Przez dwa ostatnie miesiące N. był w szpitalu poddawany obserwacji psychiatrycznej. Zgodnie z procedurą nie może ona trwać dłużej niż dwa miesiące. Wkrótce po jej zakończeniu biegli psychiatrzy i psycholog powinni sporządzić i przesłać prokuraturze opinię na temat stanu zdrowia dyżurnego i czy zezwala on na przesłuchanie w prokuraturze.
Najistotniejsza w opinii będzie odpowiedź na pytanie, czy Andrzej N. był poczytalny w chwili katastrofy – od tego zależy, czy będzie odpowiadał karnie. Prokuratura spodziewa się, że całościową, pisemną opinię dostanie w ciągu dwóch tygodni. Śledztwo, którego termin upływa 3 czerwca, zostanie przedłużone.
3 marca wieczorem w pobliżu Szczekocin k. Zawiercia - na zjeździe z Centralnej Magistrali Kolejowej w kierunku Krakowa - zderzyły się czołowo pociągi TLK "Brzechwa" z Przemyśla do Warszawy i Interregio „Jan Matejko” relacji Warszawa-Kraków.
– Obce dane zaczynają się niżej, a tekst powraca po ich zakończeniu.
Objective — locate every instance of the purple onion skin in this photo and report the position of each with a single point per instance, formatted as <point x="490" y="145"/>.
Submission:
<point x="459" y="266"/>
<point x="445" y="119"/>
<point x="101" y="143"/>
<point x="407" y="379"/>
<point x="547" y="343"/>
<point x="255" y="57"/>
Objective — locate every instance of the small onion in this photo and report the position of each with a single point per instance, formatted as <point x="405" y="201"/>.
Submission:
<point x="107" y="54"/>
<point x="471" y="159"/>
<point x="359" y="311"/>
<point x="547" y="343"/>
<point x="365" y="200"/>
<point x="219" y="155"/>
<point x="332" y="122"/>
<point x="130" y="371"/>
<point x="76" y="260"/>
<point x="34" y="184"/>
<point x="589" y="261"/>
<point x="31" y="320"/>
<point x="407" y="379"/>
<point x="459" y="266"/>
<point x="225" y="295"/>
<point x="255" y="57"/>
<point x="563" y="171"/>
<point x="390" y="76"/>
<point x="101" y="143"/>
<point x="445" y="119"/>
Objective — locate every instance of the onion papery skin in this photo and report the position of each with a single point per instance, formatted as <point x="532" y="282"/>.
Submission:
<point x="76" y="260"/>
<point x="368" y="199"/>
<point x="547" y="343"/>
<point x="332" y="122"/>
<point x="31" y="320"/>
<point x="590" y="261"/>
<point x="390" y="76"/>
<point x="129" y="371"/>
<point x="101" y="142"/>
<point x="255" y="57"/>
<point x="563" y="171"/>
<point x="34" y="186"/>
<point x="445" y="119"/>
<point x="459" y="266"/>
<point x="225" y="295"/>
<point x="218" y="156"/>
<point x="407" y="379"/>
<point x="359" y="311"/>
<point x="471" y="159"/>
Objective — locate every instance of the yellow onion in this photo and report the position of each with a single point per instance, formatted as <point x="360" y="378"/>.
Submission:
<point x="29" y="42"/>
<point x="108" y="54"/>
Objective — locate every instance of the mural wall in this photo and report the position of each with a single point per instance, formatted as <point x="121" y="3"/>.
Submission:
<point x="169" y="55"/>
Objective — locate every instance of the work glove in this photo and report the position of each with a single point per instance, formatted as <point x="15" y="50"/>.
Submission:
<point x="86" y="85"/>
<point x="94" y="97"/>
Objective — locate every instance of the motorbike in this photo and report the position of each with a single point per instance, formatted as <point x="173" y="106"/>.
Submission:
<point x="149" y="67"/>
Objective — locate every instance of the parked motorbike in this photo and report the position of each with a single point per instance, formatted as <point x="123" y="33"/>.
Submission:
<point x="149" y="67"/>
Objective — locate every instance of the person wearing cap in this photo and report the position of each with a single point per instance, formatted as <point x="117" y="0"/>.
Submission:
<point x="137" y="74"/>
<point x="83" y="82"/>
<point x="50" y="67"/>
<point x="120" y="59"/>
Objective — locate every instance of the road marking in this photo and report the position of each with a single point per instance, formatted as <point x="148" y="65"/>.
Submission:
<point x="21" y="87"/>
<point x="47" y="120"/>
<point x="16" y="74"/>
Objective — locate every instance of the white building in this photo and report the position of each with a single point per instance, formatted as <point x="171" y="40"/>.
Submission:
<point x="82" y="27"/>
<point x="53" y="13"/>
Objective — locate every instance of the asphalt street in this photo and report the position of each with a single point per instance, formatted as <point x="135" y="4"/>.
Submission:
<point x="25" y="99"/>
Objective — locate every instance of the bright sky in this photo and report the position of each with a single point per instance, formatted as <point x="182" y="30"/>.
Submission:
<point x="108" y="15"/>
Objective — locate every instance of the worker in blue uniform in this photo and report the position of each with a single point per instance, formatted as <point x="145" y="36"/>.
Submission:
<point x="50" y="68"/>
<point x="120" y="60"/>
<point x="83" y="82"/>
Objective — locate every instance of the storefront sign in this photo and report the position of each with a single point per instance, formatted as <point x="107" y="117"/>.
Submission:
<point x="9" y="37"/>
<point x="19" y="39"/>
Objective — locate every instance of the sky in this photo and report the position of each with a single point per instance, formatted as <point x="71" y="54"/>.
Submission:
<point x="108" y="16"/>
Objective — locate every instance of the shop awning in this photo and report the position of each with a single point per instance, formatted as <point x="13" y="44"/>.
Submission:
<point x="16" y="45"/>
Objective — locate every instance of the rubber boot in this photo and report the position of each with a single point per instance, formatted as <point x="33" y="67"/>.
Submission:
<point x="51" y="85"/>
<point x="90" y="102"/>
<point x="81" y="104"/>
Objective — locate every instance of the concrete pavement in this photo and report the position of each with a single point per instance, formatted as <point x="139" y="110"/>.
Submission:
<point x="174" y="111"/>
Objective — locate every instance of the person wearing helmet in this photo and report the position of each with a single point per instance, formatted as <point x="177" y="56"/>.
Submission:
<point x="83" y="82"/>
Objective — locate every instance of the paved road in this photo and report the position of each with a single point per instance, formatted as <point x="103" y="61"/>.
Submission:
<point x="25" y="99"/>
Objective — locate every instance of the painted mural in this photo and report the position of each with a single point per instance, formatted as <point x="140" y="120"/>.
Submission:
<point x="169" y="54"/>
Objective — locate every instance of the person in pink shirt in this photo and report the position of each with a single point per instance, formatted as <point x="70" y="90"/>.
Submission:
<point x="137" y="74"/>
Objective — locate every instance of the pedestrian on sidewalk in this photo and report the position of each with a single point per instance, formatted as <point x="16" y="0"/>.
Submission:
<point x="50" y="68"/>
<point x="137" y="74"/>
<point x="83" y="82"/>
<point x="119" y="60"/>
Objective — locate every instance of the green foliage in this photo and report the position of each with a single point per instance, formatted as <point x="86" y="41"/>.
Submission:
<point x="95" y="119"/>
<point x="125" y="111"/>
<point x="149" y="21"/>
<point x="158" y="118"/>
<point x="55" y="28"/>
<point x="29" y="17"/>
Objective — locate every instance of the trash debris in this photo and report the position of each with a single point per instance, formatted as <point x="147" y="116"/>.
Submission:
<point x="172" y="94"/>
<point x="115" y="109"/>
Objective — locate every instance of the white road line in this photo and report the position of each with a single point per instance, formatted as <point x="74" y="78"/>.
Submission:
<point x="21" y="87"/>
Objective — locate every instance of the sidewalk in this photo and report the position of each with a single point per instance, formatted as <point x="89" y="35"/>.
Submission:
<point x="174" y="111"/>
Pociąg Warszawa-Kraków wjechał na tor, po którym z naprzeciwka jechał pociąg Przemyśl-Warszawa. Według prokuratury Andrzej N. doprowadził do skierowania jednego z pociągów na niewłaściwy tor, co spowodowało czołowe zderzenie z drugim składem. W wyniku katastrofy zginęło 16 osób - 11 podróżnych i pięciu pracowników kolei, a ponad 50 zostało rannych.